Richard Osman. Photograph: Jonathan Hordle / AP

seven. Richard Osman’s Thursday Murder Club
Richard Osman was a television celebrity who secretly wrote detective stories in his spare time. Then the Thursday Murder Club came out and it is now a worldwide publishing phenomenon that does television shows. Osman is a very funny writer, a brilliant observer of bourgeois mores, who cares about the lives of his protagonists – boarders confronted with their mortality in retirement homes – and it shows. He’s also good at killing people all over Kent and getting his unlikely quartet of detectives to understand why and how. Volume 2, The Man Who Died Twice, is as good if not better.

8. Three Pines Series by Louise Penny
Can these books be called cozy? Penny explores dark political themes and some of the books read like thrillers, but there’s an essential community goodness in the title’s fictional Canadian town, and the warm and loving relationship that unites Chief Inspector Armand Gamache, his family and friends. . His skill in capturing those bonds is a balm for any soul beaten by the relentless news of what separates us. They also feature great poetry and great food.

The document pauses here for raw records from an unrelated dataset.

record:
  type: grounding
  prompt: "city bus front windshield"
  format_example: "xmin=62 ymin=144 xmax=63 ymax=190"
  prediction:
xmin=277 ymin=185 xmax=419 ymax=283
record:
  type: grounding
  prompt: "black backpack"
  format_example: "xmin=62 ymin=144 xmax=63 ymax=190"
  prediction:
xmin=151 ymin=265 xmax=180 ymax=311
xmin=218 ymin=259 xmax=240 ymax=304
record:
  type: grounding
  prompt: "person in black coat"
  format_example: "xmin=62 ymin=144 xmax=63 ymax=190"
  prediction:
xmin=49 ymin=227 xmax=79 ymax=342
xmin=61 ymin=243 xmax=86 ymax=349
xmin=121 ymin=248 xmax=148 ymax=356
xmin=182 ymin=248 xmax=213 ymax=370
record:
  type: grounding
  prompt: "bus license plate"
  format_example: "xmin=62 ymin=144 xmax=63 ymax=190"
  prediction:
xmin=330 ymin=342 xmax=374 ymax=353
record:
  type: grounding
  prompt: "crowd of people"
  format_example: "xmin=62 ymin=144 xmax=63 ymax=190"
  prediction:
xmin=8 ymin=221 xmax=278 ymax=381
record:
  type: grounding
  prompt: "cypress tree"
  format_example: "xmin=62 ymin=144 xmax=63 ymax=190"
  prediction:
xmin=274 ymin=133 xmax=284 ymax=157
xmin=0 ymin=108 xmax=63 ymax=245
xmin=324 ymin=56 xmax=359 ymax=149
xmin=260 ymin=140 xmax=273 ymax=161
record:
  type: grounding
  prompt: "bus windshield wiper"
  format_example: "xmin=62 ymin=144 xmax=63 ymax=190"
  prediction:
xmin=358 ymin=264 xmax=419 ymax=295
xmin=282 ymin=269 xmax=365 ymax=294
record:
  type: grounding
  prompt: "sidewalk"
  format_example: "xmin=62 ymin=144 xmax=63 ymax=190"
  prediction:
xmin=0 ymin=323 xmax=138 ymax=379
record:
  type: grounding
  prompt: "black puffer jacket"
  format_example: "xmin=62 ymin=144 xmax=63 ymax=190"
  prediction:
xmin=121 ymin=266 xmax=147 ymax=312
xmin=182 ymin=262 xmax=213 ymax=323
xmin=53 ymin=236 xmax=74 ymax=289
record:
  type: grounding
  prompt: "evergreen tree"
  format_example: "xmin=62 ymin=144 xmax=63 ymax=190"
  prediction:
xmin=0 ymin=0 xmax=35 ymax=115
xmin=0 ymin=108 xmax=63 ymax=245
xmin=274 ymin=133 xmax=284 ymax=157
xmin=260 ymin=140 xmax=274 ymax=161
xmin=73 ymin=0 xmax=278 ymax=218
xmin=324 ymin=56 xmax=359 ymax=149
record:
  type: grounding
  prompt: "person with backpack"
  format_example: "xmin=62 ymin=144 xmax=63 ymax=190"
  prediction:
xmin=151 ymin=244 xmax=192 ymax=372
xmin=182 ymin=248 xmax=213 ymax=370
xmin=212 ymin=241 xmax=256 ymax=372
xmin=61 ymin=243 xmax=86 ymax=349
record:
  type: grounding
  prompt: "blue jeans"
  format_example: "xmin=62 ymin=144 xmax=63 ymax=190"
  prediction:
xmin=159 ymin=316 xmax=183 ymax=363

9. Homicide in Hollywood by Kellye Garrett
Garrett made waves in the United States as an outstanding voice when his Detective by Day series was first released in 2017, winning multiple awards. Garrett takes the comfy to Los Angeles, starring Dayna Anderson, semi-famous and mega-broke black actress-turned-PI, Dayna Anderson. His prose is fresh and funny and the sets are everything a cinephile hopes for.

ten. Robin Stevens’ Most Unsympathetic Murder
Before writing adult detective novels I wrote for children and I’m sure some of the best books are written for ages 10-12. This series imagines two 1930s schoolgirls solving crimes Christie style, starring the fearless duo of Daisy Wells and Hazel Wong. The books combine a sense of history with a very modern sensibility and I have seen readers approach Stevens at events to give her a hug because they mean so much to them.